Similar to my OCaml for Haskellers post, code snippets will have the form:

(* Coq *)
{- Haskell -}

Universes/kinding

A universe is a type whose elements are types. They were originally introduced to constructive type theory by Per Martin-Löf. Coq sports an infinite hierarchy of universes (e.g. Type (* 0 *) : Type (* 1 *), Type (* 1 *) : Type (* 2 *), and so forth).

Given this, it is tempting to draw an analogy between universes and Haskell’s kind of types * (pronounced “star”), which classifies types in the same way Type (* 0 *) classifies primitive types in Coq. Furthermore, the sort box classifies kinds (* : BOX, although this sort is strictly internal and cannot be written in the source language). However, the resemblance here is only superficial: it is misleading to think of Haskell as a language with only two universes. The differences can be summarized as follows:

  1. In Coq, universes are used purely as a sizing mechanism, to prevent the creation of types which are too big. In Haskell, types and kinds do double duty to enforce the phase distinction: if a has kind *, then x :: a is guaranteed to be a runtime value; likewise, if k has sort box, then a :: k is guaranteed to be a compile-time value. This structuring is a common pattern in traditional programming languages, although knowledgeable folks like Conor McBride think that ultimately this is a design error, since one doesn’t really need a kinding system to have type erasure.
  2. In Coq, universes are cumulative: a term which has type Type (* 0 *) also has type Type (* 1 *).

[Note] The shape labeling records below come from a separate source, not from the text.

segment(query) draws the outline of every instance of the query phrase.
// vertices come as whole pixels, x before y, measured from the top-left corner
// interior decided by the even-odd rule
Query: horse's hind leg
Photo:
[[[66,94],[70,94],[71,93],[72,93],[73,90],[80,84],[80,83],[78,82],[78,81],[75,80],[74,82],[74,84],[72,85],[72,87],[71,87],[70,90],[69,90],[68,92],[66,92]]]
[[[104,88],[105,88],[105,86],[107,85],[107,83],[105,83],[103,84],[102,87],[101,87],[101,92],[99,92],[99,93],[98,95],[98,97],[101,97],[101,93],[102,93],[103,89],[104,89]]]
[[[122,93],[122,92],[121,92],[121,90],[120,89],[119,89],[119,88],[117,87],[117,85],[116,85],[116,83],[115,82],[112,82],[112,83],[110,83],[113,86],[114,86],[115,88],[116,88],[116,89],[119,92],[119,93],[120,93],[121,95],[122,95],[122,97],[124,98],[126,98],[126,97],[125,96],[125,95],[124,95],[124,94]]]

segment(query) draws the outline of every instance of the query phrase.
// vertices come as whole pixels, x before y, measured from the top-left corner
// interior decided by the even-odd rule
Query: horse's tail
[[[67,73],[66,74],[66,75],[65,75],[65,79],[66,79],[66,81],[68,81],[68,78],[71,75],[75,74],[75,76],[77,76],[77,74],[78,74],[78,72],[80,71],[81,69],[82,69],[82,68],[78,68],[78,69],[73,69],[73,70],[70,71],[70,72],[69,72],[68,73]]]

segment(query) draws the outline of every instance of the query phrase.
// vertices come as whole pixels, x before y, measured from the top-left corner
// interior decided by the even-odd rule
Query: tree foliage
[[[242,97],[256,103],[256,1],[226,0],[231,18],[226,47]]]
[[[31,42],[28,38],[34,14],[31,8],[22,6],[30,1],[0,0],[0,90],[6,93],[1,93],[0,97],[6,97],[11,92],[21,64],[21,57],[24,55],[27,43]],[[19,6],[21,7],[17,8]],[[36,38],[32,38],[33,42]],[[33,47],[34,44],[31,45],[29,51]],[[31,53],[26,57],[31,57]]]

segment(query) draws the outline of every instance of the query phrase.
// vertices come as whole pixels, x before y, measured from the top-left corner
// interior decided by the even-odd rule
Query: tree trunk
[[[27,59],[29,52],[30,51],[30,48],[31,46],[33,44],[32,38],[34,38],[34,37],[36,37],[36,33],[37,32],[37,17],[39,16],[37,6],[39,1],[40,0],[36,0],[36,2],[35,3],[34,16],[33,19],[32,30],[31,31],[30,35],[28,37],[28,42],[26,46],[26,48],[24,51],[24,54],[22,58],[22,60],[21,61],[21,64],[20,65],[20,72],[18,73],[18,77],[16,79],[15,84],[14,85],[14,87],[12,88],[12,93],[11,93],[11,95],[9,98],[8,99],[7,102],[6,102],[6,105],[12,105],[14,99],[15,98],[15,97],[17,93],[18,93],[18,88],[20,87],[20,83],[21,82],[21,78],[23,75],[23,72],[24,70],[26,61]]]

In Haskell, there is no cumulativity between between types and kinds: if Nat is a type (i.e. has the type *), it is not automatically a kind. However, in some cases, partial cumulativity can be achieved using datatype promotion, which constructs a separate kind-level replica of a type, where the data constructors are now type-level constructors. Promotion is also capable of promoting type constructors to kind constructors.
  3. In Coq, a common term language is used at all levels of universes. In Haskell, there are three distinct languages: a language for handling base terms (the runtime values), a language for handling type-level terms (e.g. types and type constructors) and a language for handling kind-level terms. In some cases this syntax is overloaded, but in later sections, we will often need to say how a construct is formulated separately at each level of the kinding system.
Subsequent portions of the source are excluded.